Moneybox

The New Kindle Fire and Amazon’s Amazing Business Model

Amazon unveiled some new tablets today and damn they’re cheap:

The new 7 inch Kindle Fire HD will cost $199 and will be available next week. The slightly larger version will cost $299 and ship on November 20th and yet another version, with 4G LTE wireless will cost $499 with a 49.99 per year data plan. “A year ago we were content to have the best tablet at this price,” Bezos said. “This year we want to have the best tablet at any price.”

By contrast, the cheapest LTE-enabled iPad costs $629. The LTE Fire is an inferior product along a number of dimensions to the LTE iPad, but there’s no getting around the fact that this is a tremendous bargain. And, indeed, the Amazon ecosystem is full of tremendous bargains. That’s in part because the company’s run well, but it’s largely accounted for by the fact that Amazon’s profit margins are thin. And good for them. Thin margins are a huge win for consumers.

But what’s weird about this is that Amazon doesn’t seem to pay a penalty in financial markets for these thin margins. Their stock has a price/earnings ratio of 309. A more typical number for a mature firm would be Apple’s ~15. Investors’ willingness to assume that Amazon will have amazing earnings growth in the future lets it get away with relatively modest profits in the present.

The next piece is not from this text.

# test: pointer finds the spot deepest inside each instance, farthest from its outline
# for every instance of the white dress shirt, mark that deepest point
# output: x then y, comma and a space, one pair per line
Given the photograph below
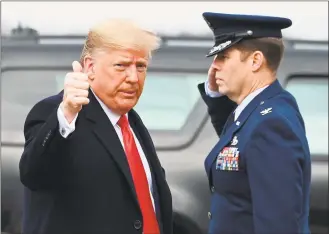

That, in turn, lets it offer great deals to consumers. And as long as you have no actual skin in the game, it’s basically a big party. But will Amazon’s thin margins really let it grow so fast as to justify that lofty valuation? Maybe! But it seems risky to me. And it’s noteworthy that the company’s Amazon competes with—traditional retailers, now hardware makers—are not assessed so generously and that itself becomes a factor in the competition.